The Sample Complexity of Stackelberg Games
Francesco Bacchiocchi, Matteo Bollini, Matteo Castiglioni, Alberto Marchesi, Nicola Gatti
TL;DR
The paper addresses learning an optimal leader commitment in Stackelberg games when follower payoffs are unknown, proposing Learn-Optimal-Commitment, a novel algorithm that does not rely on restrictive assumptions and carefully accounts for the bit-precision of leader strategies. By combining interior sampling, robust hyperplane discovery, and a controlled binary-search framework, it achieves a sample complexity of ${\tilde O}\left(n^2\left(m^7L\log(1/\zeta)+ {\binom{m+n}{m}}\right)\right)$ with high probability, matching the known lower bounds in the regime where one side’s action set is fixed.
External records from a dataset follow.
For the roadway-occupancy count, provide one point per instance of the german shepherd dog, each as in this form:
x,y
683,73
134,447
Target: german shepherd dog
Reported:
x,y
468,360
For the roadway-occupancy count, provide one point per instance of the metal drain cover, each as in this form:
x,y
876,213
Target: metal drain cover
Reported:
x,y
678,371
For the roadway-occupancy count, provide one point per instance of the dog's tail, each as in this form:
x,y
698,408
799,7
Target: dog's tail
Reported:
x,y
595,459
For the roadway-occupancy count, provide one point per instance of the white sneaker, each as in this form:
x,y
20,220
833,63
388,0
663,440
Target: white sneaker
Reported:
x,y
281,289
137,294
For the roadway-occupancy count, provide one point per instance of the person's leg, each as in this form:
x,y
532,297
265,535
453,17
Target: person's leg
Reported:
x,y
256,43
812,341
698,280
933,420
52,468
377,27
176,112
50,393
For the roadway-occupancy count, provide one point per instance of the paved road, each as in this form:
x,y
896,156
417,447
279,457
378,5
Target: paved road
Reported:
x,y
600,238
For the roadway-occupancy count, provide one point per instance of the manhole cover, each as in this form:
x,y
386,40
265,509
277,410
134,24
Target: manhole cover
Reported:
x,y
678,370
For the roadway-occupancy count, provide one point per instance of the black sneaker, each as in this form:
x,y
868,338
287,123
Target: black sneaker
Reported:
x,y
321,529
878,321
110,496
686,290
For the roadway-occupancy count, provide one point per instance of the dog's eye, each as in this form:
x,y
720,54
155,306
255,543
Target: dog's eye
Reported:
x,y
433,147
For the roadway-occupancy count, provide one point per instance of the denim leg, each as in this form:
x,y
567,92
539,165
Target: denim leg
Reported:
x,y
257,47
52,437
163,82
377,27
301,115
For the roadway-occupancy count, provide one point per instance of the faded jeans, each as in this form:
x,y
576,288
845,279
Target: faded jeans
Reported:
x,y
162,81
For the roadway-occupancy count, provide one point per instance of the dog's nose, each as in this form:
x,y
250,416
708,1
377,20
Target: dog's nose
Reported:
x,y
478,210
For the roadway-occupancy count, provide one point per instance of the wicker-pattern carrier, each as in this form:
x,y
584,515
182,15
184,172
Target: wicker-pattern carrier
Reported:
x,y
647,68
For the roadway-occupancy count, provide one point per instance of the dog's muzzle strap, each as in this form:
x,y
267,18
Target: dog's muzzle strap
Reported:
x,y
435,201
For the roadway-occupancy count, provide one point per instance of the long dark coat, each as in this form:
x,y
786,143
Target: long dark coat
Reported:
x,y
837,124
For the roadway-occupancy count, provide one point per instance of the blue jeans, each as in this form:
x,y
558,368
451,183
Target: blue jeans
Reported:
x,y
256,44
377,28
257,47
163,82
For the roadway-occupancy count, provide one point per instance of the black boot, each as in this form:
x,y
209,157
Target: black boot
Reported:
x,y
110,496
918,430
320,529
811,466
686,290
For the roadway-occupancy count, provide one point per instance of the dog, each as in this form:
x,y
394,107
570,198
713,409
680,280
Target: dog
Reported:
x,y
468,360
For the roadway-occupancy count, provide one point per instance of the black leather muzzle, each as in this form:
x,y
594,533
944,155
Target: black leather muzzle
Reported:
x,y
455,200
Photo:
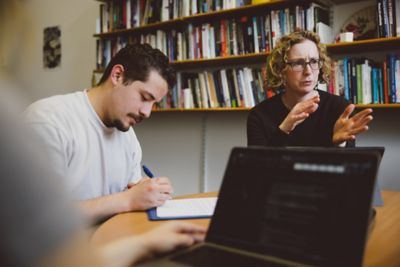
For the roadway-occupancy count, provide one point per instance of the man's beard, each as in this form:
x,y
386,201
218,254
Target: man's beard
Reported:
x,y
120,126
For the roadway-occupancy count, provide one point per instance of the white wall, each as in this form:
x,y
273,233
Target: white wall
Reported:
x,y
172,143
76,19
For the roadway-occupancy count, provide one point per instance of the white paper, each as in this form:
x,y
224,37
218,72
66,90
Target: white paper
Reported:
x,y
190,207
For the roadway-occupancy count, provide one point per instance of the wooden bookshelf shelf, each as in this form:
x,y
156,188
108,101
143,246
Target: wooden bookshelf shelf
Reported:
x,y
199,109
378,44
358,106
142,29
199,18
253,61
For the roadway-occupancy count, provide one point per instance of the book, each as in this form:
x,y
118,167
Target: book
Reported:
x,y
189,208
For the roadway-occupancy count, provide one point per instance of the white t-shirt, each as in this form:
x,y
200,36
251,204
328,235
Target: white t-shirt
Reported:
x,y
93,159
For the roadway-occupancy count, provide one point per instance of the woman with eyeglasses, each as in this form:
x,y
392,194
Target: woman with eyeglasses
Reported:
x,y
300,114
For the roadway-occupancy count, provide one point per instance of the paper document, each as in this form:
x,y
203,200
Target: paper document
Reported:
x,y
191,207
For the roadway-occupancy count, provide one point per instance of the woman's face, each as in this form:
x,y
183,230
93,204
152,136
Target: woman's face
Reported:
x,y
302,78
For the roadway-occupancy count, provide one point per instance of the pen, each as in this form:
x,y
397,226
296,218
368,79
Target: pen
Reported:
x,y
147,171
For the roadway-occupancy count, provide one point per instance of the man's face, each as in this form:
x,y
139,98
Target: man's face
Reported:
x,y
131,103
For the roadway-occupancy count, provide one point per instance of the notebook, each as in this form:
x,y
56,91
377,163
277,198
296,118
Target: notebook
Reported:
x,y
190,208
285,207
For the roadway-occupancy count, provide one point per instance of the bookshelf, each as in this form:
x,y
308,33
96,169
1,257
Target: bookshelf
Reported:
x,y
254,58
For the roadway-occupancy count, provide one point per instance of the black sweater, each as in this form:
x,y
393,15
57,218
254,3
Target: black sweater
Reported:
x,y
317,130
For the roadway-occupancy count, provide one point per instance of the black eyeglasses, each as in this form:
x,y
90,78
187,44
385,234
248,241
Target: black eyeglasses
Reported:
x,y
300,65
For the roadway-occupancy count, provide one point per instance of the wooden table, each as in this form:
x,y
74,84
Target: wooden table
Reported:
x,y
382,250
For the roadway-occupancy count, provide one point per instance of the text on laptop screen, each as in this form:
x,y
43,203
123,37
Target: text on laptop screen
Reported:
x,y
305,208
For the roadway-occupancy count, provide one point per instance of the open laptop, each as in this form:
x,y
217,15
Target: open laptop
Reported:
x,y
284,207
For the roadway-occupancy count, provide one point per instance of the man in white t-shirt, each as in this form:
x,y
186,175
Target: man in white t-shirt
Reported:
x,y
89,137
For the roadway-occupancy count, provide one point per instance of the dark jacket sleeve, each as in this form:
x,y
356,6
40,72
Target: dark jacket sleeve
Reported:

The approach overcomes critical limitations of prior methods (Letchford2010, Peng2019) by removing stringent assumptions, avoiding degeneracies in BR region identification, and explicitly balancing termination probability with sample cost. This work advances practical learning in commitment-based models and lays groundwork for applying similar techniques to other commitment-driven frameworks.
Abstract
Stackelberg games (SGs) constitute the most fundamental and acclaimed models of strategic interactions involving some form of commitment. Moreover, they form the basis of more elaborate models of this kind, such as, e.g., Bayesian persuasion and principal-agent problems. Addressing learning tasks in SGs and related models is crucial to operationalize them in practice, where model parameters are usually unknown. In this paper, we revise the sample complexity of learning an optimal strategy to commit to in SGs. We provide a novel algorithm that (i) does not require any of the limiting assumptions made by state-of-the-art approaches and (ii) deals with a trade-off between sample complexity and termination probability arising when leader's strategies representation has finite precision. Such a trade-off has been completely neglected by existing algorithms and, if not properly managed, it may result in them using exponentially-many samples. Our algorithm requires novel techniques, which also pave the way to addressing learning problems in other models with commitment ubiquitous in the real world.